LIF treatment in a mouse model of endometriosis alters the peripheral immune response. (A) Gating strategy for flow cytometric analysis of myeloid (B) and lymphoid markers (C–F) on immune cells from the spleen of mice injected i.p with PBS (white bars) or rmLIF (grey bars; 300ng, 1µg) for 14 days. Tregs gated as: single cells, live, SSC^low, CD11b^-, F4/80^-, MHCII^-, CD3⁺, CD4⁺, CD25⁺, FOXP3⁺. Results reflect duplicate experiments- one per rmLIF dosage. Analysis performed as unpaired Student’s T-test, *P<0.05, **P<0.01.

Figure 7

LIF treatment did not alter lesion growth or proliferation in a mouse model of endometriosis. I.p injections of PBS (white bars) or rmLIF (grey bars; 300ng, 1µg) were administered to C57BL/6 mice (n=6 for all groups) for 14 days, one week after endometriosis inducing surgery.

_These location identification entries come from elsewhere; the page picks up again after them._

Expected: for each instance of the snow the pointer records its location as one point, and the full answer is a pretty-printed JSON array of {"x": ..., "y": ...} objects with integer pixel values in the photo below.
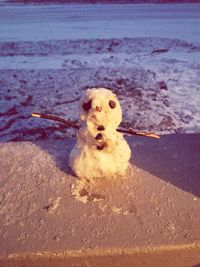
[{"x": 148, "y": 54}]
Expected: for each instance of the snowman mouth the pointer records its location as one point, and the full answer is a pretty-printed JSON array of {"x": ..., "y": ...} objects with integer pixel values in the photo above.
[{"x": 98, "y": 109}]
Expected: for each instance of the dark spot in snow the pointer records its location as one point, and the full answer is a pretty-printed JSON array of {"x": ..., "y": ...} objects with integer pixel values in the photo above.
[
  {"x": 100, "y": 147},
  {"x": 163, "y": 85},
  {"x": 87, "y": 106},
  {"x": 83, "y": 192},
  {"x": 100, "y": 128},
  {"x": 112, "y": 104},
  {"x": 99, "y": 136}
]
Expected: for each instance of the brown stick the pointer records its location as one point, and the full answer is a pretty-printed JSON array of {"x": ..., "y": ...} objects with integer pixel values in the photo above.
[{"x": 76, "y": 126}]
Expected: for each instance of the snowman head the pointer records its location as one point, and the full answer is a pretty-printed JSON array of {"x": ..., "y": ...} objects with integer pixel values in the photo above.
[{"x": 100, "y": 107}]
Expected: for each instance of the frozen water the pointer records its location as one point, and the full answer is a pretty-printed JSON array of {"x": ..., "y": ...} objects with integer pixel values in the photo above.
[{"x": 149, "y": 55}]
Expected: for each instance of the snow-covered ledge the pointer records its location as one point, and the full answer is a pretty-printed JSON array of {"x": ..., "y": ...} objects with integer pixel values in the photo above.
[{"x": 150, "y": 218}]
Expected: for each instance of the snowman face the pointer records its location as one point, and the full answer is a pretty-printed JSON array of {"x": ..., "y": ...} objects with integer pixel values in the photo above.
[{"x": 100, "y": 107}]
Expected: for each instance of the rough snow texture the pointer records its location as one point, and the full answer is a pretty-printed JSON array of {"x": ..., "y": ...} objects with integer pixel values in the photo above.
[
  {"x": 158, "y": 91},
  {"x": 149, "y": 55},
  {"x": 156, "y": 204},
  {"x": 99, "y": 152}
]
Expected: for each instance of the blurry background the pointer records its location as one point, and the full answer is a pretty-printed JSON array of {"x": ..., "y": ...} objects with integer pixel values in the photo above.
[{"x": 147, "y": 53}]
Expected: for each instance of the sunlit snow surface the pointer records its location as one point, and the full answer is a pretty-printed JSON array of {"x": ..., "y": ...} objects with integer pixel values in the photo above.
[{"x": 149, "y": 55}]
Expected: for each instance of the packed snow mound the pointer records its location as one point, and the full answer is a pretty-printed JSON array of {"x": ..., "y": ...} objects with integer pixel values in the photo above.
[
  {"x": 100, "y": 150},
  {"x": 156, "y": 80}
]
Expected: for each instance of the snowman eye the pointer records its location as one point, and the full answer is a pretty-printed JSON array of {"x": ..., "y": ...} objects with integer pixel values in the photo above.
[
  {"x": 87, "y": 106},
  {"x": 112, "y": 104}
]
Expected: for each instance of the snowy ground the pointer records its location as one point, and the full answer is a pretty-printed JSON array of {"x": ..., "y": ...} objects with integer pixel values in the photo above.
[{"x": 149, "y": 55}]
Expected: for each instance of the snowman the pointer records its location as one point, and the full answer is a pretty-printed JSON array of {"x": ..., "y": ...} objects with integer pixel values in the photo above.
[{"x": 100, "y": 150}]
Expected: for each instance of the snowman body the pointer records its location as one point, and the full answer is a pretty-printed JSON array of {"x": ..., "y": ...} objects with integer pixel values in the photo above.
[{"x": 100, "y": 150}]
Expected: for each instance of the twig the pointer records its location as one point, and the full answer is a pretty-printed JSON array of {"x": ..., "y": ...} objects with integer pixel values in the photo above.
[{"x": 76, "y": 126}]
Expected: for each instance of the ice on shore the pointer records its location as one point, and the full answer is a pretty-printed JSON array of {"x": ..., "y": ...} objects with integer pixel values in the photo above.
[{"x": 156, "y": 79}]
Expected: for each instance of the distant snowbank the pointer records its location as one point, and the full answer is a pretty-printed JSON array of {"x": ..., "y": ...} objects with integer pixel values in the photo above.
[
  {"x": 157, "y": 82},
  {"x": 58, "y": 22}
]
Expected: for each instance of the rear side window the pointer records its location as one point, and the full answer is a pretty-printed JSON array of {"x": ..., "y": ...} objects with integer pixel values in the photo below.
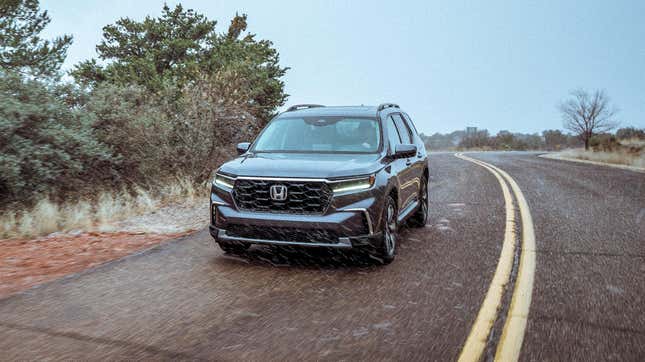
[
  {"x": 392, "y": 134},
  {"x": 404, "y": 131}
]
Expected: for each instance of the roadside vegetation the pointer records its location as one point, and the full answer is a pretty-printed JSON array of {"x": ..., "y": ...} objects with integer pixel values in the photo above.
[{"x": 143, "y": 125}]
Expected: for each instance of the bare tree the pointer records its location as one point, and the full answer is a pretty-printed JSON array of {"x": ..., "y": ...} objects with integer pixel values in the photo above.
[{"x": 585, "y": 114}]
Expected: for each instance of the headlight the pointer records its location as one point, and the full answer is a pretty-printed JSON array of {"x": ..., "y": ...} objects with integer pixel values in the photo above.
[
  {"x": 223, "y": 181},
  {"x": 355, "y": 184}
]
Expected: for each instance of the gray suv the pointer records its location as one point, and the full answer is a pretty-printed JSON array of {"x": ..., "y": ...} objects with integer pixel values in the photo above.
[{"x": 332, "y": 177}]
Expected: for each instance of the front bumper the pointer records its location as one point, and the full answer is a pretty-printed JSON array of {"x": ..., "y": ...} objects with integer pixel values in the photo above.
[
  {"x": 340, "y": 227},
  {"x": 343, "y": 242}
]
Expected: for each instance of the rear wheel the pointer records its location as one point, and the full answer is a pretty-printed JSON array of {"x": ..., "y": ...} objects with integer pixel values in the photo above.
[
  {"x": 386, "y": 248},
  {"x": 233, "y": 248},
  {"x": 420, "y": 216}
]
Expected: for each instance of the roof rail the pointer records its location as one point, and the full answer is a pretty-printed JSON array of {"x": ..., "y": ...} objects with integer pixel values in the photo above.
[
  {"x": 296, "y": 107},
  {"x": 382, "y": 106}
]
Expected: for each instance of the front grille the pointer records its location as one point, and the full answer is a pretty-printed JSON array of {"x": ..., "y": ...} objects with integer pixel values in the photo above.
[
  {"x": 283, "y": 234},
  {"x": 309, "y": 197}
]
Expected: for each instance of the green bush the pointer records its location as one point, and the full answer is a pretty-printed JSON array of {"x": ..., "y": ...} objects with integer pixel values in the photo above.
[
  {"x": 46, "y": 145},
  {"x": 179, "y": 132}
]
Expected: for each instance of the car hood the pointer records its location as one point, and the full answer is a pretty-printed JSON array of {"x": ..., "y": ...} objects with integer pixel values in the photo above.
[{"x": 303, "y": 165}]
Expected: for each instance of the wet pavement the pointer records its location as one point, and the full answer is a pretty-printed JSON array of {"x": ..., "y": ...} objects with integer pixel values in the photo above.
[
  {"x": 589, "y": 291},
  {"x": 185, "y": 299}
]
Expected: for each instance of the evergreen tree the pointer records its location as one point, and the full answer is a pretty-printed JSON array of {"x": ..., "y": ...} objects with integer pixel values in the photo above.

Endometriosis-like lesions were collected upon sacrifice and subjected to IHC for markers of proliferation-Ki67 (A, B) and angiogenesis-CD31 (E, F), as well as LIF (I, J) and LIFR (M, N). Representative stain analysis provided for each marker from both the PBS and LIF treatment groups. Ki67 was analyzed as percent of cells expressing Ki67 over the total cell number as detected by a cytonuclear algorithm (C, D), while all other stains (CD31, LIF, LIFR) were analyzed by percent area quantification of stain (G, H, K, L, O, P). No statistical differences were detected across the four stains. Analysis performed as unpaired Student’s T-test. Scale bar 100µm.